Detailed Platform Analysis in RightMark Memory Analyzer. Part 7: Intel Sonoma, New Revision of Dothan Core, Pentium M Processor

Today, on January 19, 2005, Intel has officially announced the new mobile platform codenamed "Sonoma", but it officially goes under the same "Centrino" brand. It can be considered the third generation of this platform already (the first Centrino generation is 130 nm Pentium M processor (Banias) with 852 series chipsets, the second – 90 nm Pentium M processor (Dothan) with 855 series chipsets). The most important components of the new platform are a Pentium M processor with a new Dothan core revision (which will be reviewed in this article) and a "mobile" modification of the 915 series chipsets – Intel 915GM/PM (depending on the video system: integrated or external).

Testbed configuration (Acer TravelMate 8100 Notebook)

CPU: Intel Pentium-M (Dothan core, 2000 MHz)
Chipset: Intel 915PM
Memory: 2 x 512 MB DDR-2 533 (PC2-4300)
Video: ATI Mobility Radeon 9700

Identification

We shall start the examination of the new platform from its identification.

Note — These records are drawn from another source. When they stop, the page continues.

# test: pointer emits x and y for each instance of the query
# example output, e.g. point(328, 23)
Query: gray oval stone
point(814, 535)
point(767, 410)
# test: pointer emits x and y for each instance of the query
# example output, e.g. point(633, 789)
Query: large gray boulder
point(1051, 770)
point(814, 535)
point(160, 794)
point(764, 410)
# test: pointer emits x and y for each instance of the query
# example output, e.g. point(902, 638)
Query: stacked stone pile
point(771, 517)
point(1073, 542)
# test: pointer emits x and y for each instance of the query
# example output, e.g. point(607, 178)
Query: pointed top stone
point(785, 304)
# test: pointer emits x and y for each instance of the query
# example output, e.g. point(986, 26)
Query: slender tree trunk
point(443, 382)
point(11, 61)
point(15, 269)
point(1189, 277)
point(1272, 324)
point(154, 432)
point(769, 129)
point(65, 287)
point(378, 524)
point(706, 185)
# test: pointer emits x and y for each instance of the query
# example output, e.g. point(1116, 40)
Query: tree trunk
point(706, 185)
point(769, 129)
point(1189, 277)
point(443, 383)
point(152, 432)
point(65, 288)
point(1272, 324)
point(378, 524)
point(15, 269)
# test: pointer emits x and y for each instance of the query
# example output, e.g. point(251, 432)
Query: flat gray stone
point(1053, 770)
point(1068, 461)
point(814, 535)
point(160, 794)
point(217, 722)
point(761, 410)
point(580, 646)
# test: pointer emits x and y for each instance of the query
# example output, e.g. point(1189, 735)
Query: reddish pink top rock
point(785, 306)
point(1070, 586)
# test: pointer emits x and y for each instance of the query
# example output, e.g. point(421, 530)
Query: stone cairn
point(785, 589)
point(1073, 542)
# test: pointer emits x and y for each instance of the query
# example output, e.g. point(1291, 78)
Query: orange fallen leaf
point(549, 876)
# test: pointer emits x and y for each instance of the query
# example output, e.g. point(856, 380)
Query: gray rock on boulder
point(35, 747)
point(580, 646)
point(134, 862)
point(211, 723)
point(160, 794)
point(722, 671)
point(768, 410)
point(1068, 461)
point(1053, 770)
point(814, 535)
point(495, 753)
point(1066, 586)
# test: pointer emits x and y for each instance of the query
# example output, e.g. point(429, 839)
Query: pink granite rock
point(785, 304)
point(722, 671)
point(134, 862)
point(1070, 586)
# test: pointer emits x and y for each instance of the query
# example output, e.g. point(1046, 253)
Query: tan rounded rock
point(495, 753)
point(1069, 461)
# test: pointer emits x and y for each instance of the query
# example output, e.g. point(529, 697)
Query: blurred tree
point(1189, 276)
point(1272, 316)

For this purpose we'll use the latest version of our universal tool – RightMark Memory Analyzer.

Information about the processor. The program correctly identified it as Pentium M on Dothan core signed (Family/Model/Stepping) 06D8h, which differs it from our previous testee – Pentium M (Dothan) processor signed 06D6h. Actually, it's this fact that gave rise to this review. So, we can see that the processor operates at the frequency close to 2 GHz (taking into account that the system was powered from line supply), FSB frequency – 133 MHz (533 MHz Quad Pumped), multiplier values may vary from 6 (800 MHz) to 15 (2000 MHz). But it should be noted that CPU can also operate at 600 MHz in maximum power save mode – as it turned out, by means of reducing FSB frequency to 100 MHz. However, that's another story, we'll try to write this review in the nearest future.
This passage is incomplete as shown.